BNEF researchers look closely at how the financial world engages with sustainable technologies like wind, solar, energy storage, hydrogen, electric vehicles, and carbon capture, and how it is using labeled instruments to do so. The labeled finance market now represents about $7.2 trillion in overall issuance.
Within that market, green bonds are by far the most popular sustainable debt instrument in the fixed-income world. The second most popular instrument is sustainability-linked loans (SLLs), which account for about $1.5 trillion in the market, while green bonds account for about $3 trillion. Green loans, sustainability-linked bonds, and social bonds account for $700 to $800 billion each. Sustainability-linked bonds represent a much smaller market at $280 billion.
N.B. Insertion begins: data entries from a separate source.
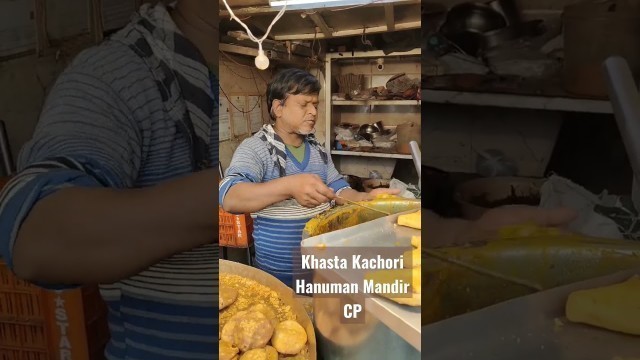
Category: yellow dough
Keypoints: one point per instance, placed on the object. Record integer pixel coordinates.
(614, 307)
(413, 220)
(267, 311)
(228, 351)
(267, 353)
(227, 296)
(416, 242)
(412, 258)
(248, 330)
(289, 337)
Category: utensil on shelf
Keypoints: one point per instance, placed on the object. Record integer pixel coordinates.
(363, 206)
The market saw two straight years of decline in annual issuance over the past two years, which may represent a reality check in terms of how the sustainable finance market is actually doing. The trend shows a divergence between instruments with clear use of proceeds and those tied to the borrower’s ESG targets. Sustainability instruments, which focus on both environmental and social outcomes, saw issuance picked up again in 2023. However, sustainability-linked instruments, like bonds and loans, that don’t have a specifically defined use of proceeds attached to them but are tied to an entity’s environmental performance — be that an ESG score or greenhouse gas target — have not bounced back. Their issuance last year stood at about 40% of the highs in 2021.